= Lee Salem (editor) =

American comic strip editor (1946–2019)

Lee Salem (July 21, 1946 – September 2, 2019) was an American comic strip editor who worked at Universal Press Syndicate from 1974 until his retirement in 2014. While working at Universal, he helped to develop such highly regarded comic strips as For Better or For Worse, Calvin & Hobbes, and La Cucaracha, in addition to discovering Cathy and The Boondocks. According to the Los Angeles Times, "Beloved by a tight circle of industry artists, Salem’s keen eye for finding talented and idiosyncratic writers and cartoonists lead to the syndication of some of the best and most daring American comic strips of the last quarter of the 20th century."

==Biography==
Salem was born in Orlando, Florida, on July 21, 1946, to Louis and Rosemary Salem.
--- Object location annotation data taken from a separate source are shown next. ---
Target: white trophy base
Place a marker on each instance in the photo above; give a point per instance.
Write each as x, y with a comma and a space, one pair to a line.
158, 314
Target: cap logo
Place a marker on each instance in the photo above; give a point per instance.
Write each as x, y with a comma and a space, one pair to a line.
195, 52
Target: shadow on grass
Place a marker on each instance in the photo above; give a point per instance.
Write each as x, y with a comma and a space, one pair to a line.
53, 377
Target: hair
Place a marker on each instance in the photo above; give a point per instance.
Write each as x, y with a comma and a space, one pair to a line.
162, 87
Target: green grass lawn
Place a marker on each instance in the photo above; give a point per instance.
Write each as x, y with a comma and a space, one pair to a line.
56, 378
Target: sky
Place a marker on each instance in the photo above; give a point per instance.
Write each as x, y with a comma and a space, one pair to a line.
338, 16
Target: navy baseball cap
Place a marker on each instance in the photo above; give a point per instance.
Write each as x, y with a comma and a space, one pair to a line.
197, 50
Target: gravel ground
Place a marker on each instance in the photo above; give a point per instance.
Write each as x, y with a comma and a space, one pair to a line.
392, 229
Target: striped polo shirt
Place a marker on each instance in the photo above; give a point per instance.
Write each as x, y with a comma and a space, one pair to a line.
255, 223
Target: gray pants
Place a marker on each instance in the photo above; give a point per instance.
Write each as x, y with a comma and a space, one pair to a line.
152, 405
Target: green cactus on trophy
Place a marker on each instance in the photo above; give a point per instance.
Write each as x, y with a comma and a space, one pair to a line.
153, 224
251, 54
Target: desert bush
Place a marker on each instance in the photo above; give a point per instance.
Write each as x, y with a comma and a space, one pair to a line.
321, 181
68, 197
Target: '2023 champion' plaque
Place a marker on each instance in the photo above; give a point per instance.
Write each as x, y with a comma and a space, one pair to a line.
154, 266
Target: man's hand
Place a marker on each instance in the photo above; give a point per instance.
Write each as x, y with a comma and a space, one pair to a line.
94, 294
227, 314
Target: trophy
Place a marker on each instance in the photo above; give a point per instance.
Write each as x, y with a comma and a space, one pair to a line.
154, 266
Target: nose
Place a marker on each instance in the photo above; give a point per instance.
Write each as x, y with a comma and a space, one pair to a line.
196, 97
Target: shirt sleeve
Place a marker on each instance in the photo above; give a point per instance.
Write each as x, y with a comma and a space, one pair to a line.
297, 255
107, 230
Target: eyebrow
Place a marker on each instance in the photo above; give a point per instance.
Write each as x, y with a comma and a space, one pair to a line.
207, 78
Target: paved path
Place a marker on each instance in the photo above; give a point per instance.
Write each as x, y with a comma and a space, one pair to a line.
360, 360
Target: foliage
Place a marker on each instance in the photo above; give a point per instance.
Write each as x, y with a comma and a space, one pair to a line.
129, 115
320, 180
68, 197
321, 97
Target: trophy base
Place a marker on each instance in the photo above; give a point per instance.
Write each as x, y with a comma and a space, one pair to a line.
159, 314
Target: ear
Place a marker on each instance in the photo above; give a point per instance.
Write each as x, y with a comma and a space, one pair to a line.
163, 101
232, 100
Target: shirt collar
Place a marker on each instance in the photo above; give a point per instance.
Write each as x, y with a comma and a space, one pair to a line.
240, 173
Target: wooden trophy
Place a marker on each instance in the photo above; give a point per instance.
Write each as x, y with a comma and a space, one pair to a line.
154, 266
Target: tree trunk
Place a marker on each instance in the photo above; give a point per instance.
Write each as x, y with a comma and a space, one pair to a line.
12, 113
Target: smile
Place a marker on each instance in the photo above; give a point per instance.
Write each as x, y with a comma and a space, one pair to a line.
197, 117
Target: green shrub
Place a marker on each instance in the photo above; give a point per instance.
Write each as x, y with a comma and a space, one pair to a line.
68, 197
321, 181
He grew up in Boston, Massachusetts and Portsmouth, New Hampshire. He received his bachelor's degree from Park College and his master's degree from the University of Missouri, Kansas City, both in English. In 1974, he began working at Universal Press Syndicate as an assistant editor, where he was promoted to vice president and editorial director in 1981. In 2006, he became president of Universal Press Syndicate, a position he held until his retirement in 2014. In 2013, he received the Silver T-Square Award from the National Cartoonists Society. On August 19, 2019, Salem suffered a stroke from which he died on September 2 of that year at his home in Leawood, Kansas.